POHUWATO – Upaya pemberantasan peredaran narkotika di Kabupaten Pohuwato kembali membuahkan hasil. Satuan Reserse Narkoba (Satresnarkoba) Polres Pohuwato mengungkap kasus dugaan peredaran narkotika jenis sabu dengan mengamankan seorang pria berinisial R.R.N. alias KIKI di Desa Marisa Selatan, Kecamatan Marisa.
Penangkapan tersebut merupakan tindak lanjut atas informasi masyarakat yang diterima polisi terkait dugaan aktivitas peredaran narkotika di wilayah tersebut. Informasi itu kemudian dikembangkan melalui serangkaian penyelidikan hingga petugas berhasil mengidentifikasi terduga pelaku.
Kapolres Pohuwato AKBP H. Busroni, S.I.K., M.H. melalui Kasat Resnarkoba IPTU Budi Abdul Gani, S.H. membenarkan adanya pengungkapan kasus tersebut.
“Benar, pengungkapan ini berawal dari informasi masyarakat yang kami terima pada Rabu (22/7). Tim langsung bergerak melakukan penyelidikan hingga berhasil mengidentifikasi terduga pelaku.
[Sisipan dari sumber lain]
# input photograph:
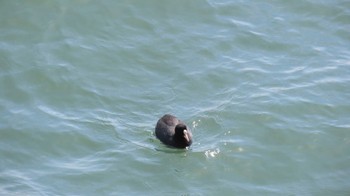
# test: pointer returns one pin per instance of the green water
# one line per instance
(263, 84)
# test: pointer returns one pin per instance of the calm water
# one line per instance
(263, 84)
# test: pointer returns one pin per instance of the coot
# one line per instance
(172, 132)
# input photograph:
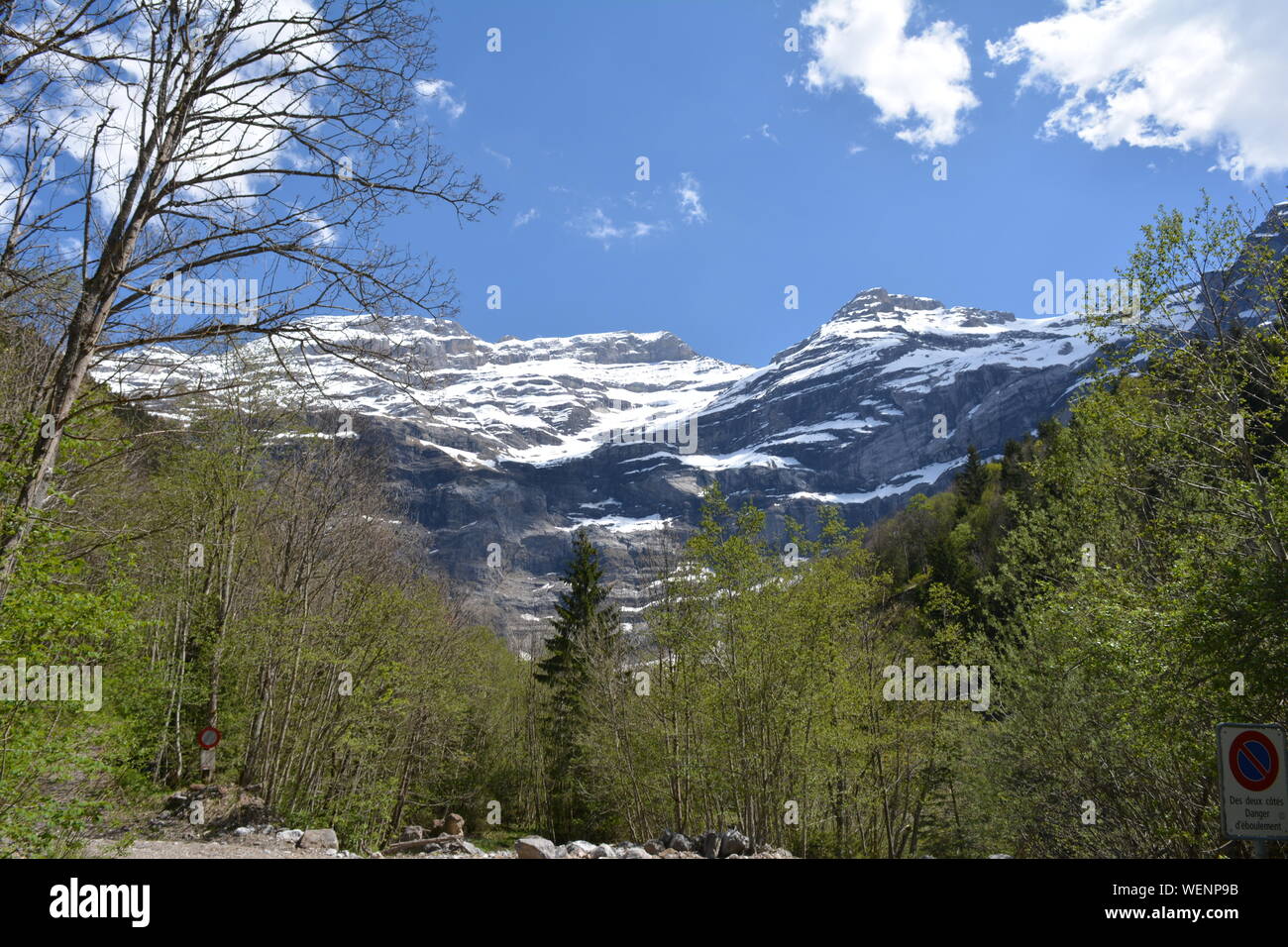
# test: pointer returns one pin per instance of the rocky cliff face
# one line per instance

Sekitar pukul 14.30 WITA, tim mengamankan yang bersangkutan di kediamannya di Desa Marisa Selatan,” ujar IPTU Budi Abdul Gani.
Usai mengamankan terduga pelaku, petugas melakukan penggeledahan di dalam kamar rumahnya dengan disaksikan aparat pemerintah desa setempat guna memastikan proses berjalan sesuai prosedur.
Dari hasil penggeledahan, polisi menemukan sejumlah barang yang diduga berkaitan dengan tindak pidana penyalahgunaan dan peredaran narkotika. Terduga pelaku disebut mengakui bahwa seluruh barang yang ditemukan merupakan miliknya.
Berdasarkan hasil pemeriksaan awal, R.R.N. mengaku memperoleh narkotika jenis sabu dari seseorang berinisial I yang berada di Kota Palu, Sulawesi Tengah. Barang haram tersebut diduga dikirim menggunakan mobil rental dan diterima oleh pelaku sehari sebelum dilakukan penangkapan.
Kasat Resnarkoba menjelaskan, barang bukti yang berhasil diamankan terdiri atas satu sachet plastik klip berukuran besar, empat sachet plastik klip kecil, serta satu plastik kecil yang seluruhnya diduga berisi narkotika jenis sabu.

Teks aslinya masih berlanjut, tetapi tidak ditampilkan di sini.